Il est 7 h 45, et nous arrivons dans une bonne demi-heure. Le jour n'est pas encore levé. Tous les passeports et billets sont rendus. J'ai rejoint Richard dans la cabine, il a déjà la Thermos à la main, la panthère la lui a remplie, hier. Il n'y a guère que lui pour obtenir ce genre de faveur.

— C'est quoi ton prochain voyage, Richard ?

— Florence.

— Ah oui, c'est vrai… Autre bonne raison de démissionner.

— T'en démords pas ! Et puis d'abord, qu'est-ce que t'as contre cette ville, y a des gens partout dans le monde qui rêveraient d'y aller, et ils n'iront jamais.

— Je sais… Mais tu vois… À ton avis, pourquoi un mec comme Dante a été obligé de partir en exil ? Et pourquoi il a écrit un bouquin sur l'Enfer ? C'est le hasard, tu crois ?

— J'en sais rien… Qu'est-ce que tu veux que j'en sache ? Ça t'oblige pas à démissionner…

— Je jette l'éponge ce matin, c'est fini.

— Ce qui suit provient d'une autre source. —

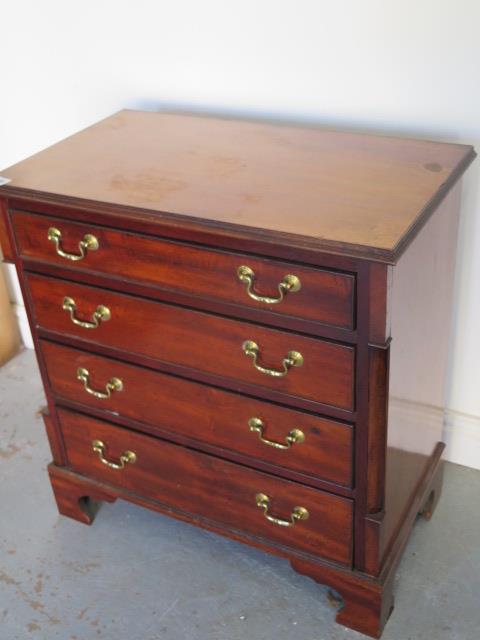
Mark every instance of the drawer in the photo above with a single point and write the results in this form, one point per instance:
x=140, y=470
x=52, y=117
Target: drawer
x=211, y=488
x=309, y=444
x=197, y=340
x=325, y=297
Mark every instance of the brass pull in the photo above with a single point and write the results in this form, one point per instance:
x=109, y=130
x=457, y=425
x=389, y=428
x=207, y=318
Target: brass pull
x=126, y=457
x=114, y=384
x=101, y=314
x=89, y=243
x=298, y=513
x=295, y=436
x=292, y=359
x=289, y=283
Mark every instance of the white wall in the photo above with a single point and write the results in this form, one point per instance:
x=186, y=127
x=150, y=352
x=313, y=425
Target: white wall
x=409, y=67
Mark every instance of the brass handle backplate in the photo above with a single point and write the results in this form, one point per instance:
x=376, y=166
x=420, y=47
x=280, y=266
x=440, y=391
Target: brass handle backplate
x=289, y=284
x=292, y=359
x=298, y=513
x=114, y=384
x=128, y=457
x=295, y=436
x=89, y=243
x=101, y=314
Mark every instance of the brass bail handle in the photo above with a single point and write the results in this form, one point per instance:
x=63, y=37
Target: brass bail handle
x=101, y=314
x=88, y=243
x=289, y=284
x=128, y=457
x=292, y=359
x=295, y=436
x=297, y=514
x=114, y=384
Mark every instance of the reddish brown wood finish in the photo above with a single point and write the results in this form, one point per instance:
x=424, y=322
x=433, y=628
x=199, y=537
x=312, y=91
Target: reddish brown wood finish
x=335, y=191
x=6, y=249
x=325, y=297
x=212, y=488
x=334, y=205
x=198, y=340
x=211, y=415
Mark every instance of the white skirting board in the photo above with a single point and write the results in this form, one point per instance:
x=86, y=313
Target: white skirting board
x=25, y=333
x=461, y=434
x=421, y=424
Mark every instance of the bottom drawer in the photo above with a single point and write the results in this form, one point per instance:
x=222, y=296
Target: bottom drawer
x=250, y=501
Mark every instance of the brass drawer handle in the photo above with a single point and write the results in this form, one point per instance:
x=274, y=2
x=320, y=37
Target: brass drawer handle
x=298, y=513
x=292, y=359
x=114, y=384
x=126, y=457
x=101, y=314
x=89, y=243
x=295, y=436
x=289, y=283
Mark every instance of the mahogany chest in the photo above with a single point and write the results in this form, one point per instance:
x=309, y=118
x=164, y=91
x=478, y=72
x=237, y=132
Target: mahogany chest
x=240, y=325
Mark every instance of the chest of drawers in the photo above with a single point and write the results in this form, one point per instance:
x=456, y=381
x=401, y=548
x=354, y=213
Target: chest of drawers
x=241, y=325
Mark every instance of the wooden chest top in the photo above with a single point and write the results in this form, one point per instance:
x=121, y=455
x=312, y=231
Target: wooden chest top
x=344, y=193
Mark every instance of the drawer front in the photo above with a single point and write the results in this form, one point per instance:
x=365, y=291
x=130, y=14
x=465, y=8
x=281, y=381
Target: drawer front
x=309, y=444
x=206, y=486
x=326, y=297
x=198, y=340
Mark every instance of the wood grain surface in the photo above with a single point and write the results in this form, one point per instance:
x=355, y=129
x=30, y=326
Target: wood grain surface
x=341, y=189
x=325, y=297
x=204, y=413
x=198, y=340
x=204, y=485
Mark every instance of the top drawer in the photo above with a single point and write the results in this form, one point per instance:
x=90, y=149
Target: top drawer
x=316, y=295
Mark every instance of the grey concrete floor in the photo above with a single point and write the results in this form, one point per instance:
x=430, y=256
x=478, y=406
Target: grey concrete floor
x=137, y=575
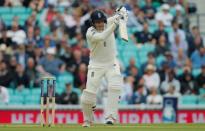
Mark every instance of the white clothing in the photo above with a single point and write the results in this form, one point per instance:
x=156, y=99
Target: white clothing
x=102, y=45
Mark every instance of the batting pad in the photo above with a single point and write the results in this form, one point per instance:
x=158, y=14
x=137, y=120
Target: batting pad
x=88, y=100
x=112, y=103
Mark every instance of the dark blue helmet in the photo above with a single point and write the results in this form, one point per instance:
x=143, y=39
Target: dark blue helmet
x=98, y=15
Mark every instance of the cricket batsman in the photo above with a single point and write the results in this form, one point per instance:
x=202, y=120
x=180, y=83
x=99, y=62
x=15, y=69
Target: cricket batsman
x=103, y=63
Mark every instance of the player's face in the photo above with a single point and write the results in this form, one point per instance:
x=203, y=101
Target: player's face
x=99, y=25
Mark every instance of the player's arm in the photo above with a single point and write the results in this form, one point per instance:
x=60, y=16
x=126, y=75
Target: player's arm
x=120, y=12
x=95, y=36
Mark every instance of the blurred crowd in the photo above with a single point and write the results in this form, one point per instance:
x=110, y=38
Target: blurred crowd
x=27, y=53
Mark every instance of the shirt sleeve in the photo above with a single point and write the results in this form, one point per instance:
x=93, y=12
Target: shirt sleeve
x=93, y=36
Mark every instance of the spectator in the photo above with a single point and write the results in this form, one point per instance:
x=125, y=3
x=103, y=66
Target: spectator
x=13, y=3
x=181, y=18
x=151, y=61
x=161, y=31
x=170, y=81
x=154, y=98
x=164, y=70
x=151, y=78
x=4, y=95
x=172, y=93
x=198, y=58
x=138, y=96
x=143, y=36
x=37, y=35
x=38, y=53
x=80, y=77
x=164, y=15
x=200, y=79
x=170, y=60
x=127, y=89
x=21, y=79
x=5, y=39
x=194, y=40
x=50, y=92
x=149, y=10
x=12, y=64
x=48, y=15
x=30, y=36
x=64, y=50
x=187, y=82
x=21, y=55
x=177, y=34
x=5, y=74
x=181, y=59
x=162, y=46
x=47, y=43
x=31, y=21
x=68, y=96
x=49, y=64
x=76, y=60
x=17, y=35
x=177, y=45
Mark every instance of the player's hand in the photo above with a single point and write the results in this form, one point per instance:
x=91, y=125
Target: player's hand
x=122, y=12
x=117, y=20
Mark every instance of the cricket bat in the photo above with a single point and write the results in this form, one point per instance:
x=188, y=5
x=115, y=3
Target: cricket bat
x=123, y=26
x=123, y=30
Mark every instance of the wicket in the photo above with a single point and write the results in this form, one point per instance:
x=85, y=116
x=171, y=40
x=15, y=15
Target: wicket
x=50, y=84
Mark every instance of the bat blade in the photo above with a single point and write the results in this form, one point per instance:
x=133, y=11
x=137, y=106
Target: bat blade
x=123, y=30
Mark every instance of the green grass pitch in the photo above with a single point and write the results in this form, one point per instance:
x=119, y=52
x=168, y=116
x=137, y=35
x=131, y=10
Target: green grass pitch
x=101, y=127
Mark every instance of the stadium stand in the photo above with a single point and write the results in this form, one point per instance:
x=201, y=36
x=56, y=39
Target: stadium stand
x=49, y=38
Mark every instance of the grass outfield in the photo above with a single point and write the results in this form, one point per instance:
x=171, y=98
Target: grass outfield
x=100, y=127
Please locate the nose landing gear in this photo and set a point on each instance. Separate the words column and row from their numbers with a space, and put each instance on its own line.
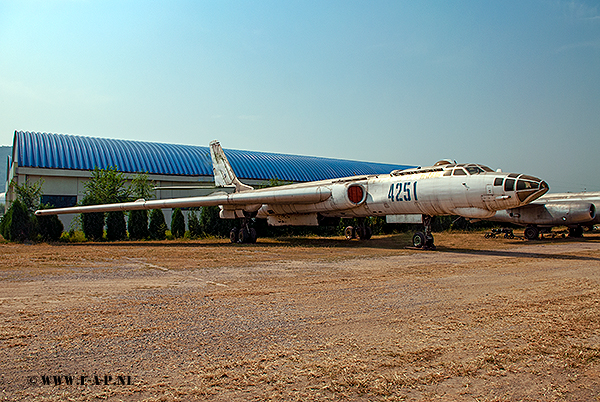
column 424, row 240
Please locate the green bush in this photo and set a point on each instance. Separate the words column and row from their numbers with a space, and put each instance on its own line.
column 137, row 225
column 17, row 224
column 115, row 226
column 177, row 223
column 92, row 223
column 157, row 226
column 194, row 225
column 49, row 227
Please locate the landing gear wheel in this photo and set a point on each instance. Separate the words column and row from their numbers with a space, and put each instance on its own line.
column 244, row 236
column 576, row 232
column 365, row 233
column 429, row 243
column 531, row 233
column 419, row 240
column 233, row 235
column 350, row 233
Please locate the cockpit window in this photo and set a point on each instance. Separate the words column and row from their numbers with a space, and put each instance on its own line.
column 509, row 184
column 527, row 185
column 474, row 169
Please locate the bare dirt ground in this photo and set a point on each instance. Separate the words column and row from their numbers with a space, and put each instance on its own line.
column 302, row 319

En sortant pisser, j'ai vu Isabelle dans le couloir, mal réveillée. Je lui ai fait signe de nous rejoindre. Devant les chiottes, trois personnes attendent, dont l'élément mâle d'un couple qui occupe la 9. Je passe devant lui avec mon petit air « priorité au service », mais il m'arrête.

— Ma femme est à l'intérieur… elle ne se presse pas… à la maison c'est toujours un problème.

Nous attendons, un peu, mais la fille prend son temps. J'ai presque envie de demander à Richard de jeter un œil dans la télé pour savoir ce qu'elle fout.

— Tu te dépêches, chérie… !

Je ne dis rien, j'attends, je sens que je vais terriblement lui en vouloir dans très peu de temps. Et trois secondes plus tard elle sort, fraîche, pomponnée, étonnée devant autant d'agitation.

— Vous ! Je ne sais pas ce que vous faisiez là-dedans, mais vu le temps que ça a pris j'espère que ça en valait la peine !

Je pisse sans fermer la porte et ressors furieux, sous leurs yeux ébahis.

— Non, Richard, je te jure, j'en peux plus de ce boulot, les gens… trop de gens… J'ai plus le courage. Basta. Tu vois, je me demande si c'est pas Guy Hénaut qui a raison.